Livvie shows up in three scenes for a total of about six minutes of screen time, in a nun’s habit. You should probably be aware you’re in for a rough time as an actress when the script calls for you to be amidst a 30-year vow of silence. But she does pipe up to vouch for her son Philippe at the climax of the picture, one of too-few lines for the actress who launched Errol Flynn, became the Maid Marian of all time, brought Jack Warner to his knees, and earned two Oscars in four years and should have claimed a third for her most daring picture of all, The Snake Pit.

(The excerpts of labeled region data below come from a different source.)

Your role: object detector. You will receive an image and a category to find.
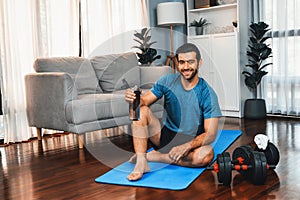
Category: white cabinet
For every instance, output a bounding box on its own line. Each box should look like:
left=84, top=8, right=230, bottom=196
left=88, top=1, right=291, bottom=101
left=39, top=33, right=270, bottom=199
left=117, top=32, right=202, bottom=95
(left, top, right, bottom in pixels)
left=186, top=0, right=248, bottom=117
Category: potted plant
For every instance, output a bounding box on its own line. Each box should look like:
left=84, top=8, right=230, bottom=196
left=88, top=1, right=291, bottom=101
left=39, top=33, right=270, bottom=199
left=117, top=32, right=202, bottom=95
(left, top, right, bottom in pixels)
left=190, top=17, right=210, bottom=35
left=133, top=28, right=161, bottom=65
left=242, top=22, right=272, bottom=119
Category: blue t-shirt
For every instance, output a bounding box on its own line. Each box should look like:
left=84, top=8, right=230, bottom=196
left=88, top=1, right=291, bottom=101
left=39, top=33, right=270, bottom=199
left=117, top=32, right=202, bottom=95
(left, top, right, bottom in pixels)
left=151, top=73, right=222, bottom=136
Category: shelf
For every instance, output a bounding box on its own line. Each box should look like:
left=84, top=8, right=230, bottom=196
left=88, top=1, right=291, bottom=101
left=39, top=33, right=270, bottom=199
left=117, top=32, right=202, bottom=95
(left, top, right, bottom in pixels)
left=189, top=3, right=237, bottom=13
left=188, top=32, right=237, bottom=39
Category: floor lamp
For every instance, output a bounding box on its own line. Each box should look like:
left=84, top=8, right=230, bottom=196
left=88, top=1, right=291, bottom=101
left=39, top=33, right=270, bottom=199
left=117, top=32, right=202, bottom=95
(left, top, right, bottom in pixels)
left=157, top=2, right=185, bottom=71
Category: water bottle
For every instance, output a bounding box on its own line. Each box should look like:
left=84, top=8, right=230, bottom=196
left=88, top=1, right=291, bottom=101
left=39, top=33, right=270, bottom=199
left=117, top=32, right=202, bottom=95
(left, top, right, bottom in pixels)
left=129, top=86, right=141, bottom=121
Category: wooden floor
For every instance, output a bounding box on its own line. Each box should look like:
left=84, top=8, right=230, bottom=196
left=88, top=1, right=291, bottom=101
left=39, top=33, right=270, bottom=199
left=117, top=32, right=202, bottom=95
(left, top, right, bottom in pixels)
left=0, top=118, right=300, bottom=200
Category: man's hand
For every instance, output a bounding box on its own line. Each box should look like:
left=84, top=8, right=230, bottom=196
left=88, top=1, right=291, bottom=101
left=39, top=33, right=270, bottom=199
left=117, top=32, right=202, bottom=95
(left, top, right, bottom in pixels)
left=125, top=88, right=136, bottom=103
left=169, top=142, right=192, bottom=162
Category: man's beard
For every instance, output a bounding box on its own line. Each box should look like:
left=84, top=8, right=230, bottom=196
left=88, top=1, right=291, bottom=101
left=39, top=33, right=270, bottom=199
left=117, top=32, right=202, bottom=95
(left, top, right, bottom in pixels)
left=180, top=69, right=198, bottom=81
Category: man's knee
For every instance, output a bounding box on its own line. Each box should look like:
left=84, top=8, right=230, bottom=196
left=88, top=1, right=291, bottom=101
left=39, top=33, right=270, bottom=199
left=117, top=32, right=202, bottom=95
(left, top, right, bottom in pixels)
left=193, top=145, right=214, bottom=167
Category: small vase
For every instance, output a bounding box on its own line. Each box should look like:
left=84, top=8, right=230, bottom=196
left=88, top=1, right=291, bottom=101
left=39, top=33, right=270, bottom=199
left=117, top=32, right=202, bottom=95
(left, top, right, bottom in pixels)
left=196, top=26, right=204, bottom=35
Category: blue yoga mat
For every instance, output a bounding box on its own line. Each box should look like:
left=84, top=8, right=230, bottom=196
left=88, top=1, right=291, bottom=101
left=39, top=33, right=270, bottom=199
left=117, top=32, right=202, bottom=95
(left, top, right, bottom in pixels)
left=95, top=130, right=242, bottom=190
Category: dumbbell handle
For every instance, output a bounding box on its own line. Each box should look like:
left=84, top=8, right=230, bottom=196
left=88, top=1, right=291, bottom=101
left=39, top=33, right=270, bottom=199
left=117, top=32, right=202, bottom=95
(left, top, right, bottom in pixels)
left=206, top=164, right=276, bottom=172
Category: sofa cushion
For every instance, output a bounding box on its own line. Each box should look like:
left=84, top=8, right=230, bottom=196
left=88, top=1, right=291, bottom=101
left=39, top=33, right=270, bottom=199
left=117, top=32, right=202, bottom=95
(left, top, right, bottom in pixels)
left=66, top=90, right=163, bottom=124
left=90, top=52, right=140, bottom=92
left=34, top=57, right=103, bottom=94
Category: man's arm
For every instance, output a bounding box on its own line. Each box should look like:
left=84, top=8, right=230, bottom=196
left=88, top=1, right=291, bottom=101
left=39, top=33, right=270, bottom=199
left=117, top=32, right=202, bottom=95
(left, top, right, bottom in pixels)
left=190, top=118, right=219, bottom=149
left=125, top=88, right=157, bottom=106
left=169, top=118, right=219, bottom=162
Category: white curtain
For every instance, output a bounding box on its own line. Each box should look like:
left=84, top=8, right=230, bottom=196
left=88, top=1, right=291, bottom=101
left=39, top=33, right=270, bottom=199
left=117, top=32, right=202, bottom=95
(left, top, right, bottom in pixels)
left=0, top=0, right=79, bottom=143
left=0, top=0, right=148, bottom=143
left=262, top=0, right=300, bottom=116
left=81, top=0, right=149, bottom=57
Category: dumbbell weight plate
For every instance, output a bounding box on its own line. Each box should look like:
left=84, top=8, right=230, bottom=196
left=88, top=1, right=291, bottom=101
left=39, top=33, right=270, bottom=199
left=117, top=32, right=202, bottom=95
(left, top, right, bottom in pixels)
left=246, top=151, right=267, bottom=185
left=255, top=142, right=280, bottom=166
left=232, top=145, right=253, bottom=178
left=222, top=152, right=232, bottom=186
left=217, top=154, right=224, bottom=183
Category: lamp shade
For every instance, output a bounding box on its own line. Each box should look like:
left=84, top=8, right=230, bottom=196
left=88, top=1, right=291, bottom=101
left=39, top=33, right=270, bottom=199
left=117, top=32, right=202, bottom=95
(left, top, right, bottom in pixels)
left=157, top=2, right=185, bottom=26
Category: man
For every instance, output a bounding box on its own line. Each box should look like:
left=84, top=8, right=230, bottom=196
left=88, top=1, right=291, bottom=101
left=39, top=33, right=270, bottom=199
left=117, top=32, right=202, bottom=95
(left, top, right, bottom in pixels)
left=125, top=43, right=221, bottom=181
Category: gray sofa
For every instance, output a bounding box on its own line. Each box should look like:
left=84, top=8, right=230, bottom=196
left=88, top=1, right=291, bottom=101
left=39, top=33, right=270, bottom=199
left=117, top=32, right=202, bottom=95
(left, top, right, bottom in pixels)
left=25, top=53, right=171, bottom=148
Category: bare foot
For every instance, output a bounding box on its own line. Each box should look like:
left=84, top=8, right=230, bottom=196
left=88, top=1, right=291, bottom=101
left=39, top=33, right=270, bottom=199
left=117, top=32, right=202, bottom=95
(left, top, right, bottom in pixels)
left=127, top=156, right=150, bottom=181
left=129, top=150, right=171, bottom=164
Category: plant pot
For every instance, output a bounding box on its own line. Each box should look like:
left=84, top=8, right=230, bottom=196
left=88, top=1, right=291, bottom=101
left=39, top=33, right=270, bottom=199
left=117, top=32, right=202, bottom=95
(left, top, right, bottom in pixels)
left=244, top=99, right=267, bottom=119
left=196, top=27, right=204, bottom=35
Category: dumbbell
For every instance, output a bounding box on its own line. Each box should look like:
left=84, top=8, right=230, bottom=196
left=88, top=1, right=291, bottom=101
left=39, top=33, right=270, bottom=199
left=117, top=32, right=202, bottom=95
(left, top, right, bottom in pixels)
left=254, top=133, right=280, bottom=165
left=207, top=147, right=276, bottom=186
left=232, top=145, right=276, bottom=185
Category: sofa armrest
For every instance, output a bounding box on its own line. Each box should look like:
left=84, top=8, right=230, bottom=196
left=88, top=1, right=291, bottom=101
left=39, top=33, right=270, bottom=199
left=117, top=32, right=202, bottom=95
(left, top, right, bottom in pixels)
left=25, top=72, right=77, bottom=130
left=140, top=66, right=172, bottom=88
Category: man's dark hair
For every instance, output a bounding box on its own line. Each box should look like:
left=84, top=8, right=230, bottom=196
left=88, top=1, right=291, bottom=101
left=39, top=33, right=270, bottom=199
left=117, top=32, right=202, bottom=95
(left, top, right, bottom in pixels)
left=176, top=43, right=201, bottom=62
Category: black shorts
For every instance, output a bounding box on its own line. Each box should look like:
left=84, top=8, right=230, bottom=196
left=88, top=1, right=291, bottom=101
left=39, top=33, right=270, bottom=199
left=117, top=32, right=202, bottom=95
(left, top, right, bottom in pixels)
left=151, top=126, right=194, bottom=153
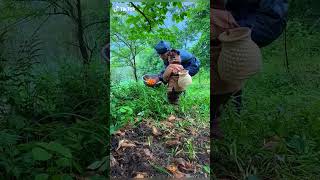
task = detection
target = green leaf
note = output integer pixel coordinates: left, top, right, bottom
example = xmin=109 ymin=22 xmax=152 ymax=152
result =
xmin=56 ymin=158 xmax=71 ymax=167
xmin=87 ymin=161 xmax=103 ymax=170
xmin=90 ymin=175 xmax=106 ymax=180
xmin=90 ymin=175 xmax=106 ymax=180
xmin=32 ymin=147 xmax=52 ymax=161
xmin=35 ymin=174 xmax=49 ymax=180
xmin=47 ymin=142 xmax=72 ymax=158
xmin=52 ymin=174 xmax=72 ymax=180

So there you have it. Olivia de Havilland ended her screen career in a costume picture, which is how she started it. But it’s a picture with maybe five great moments that remind us how talented these actors were in their prime, and how much they still had to offer in the right hands and the right vehicle, which this most certainly was not.

Fireball: Carole Lombard and the Mystery of Flight 3 by Robert Matzen

Plastic swords and costumes that must have been scrounged from Barry Lyndon.

Note: Portions of the European version of Behind the Iron Mask are available on Youtube. Although they are dubbed in French, these segments allow a glimpse into this picture that should have been one for the ages.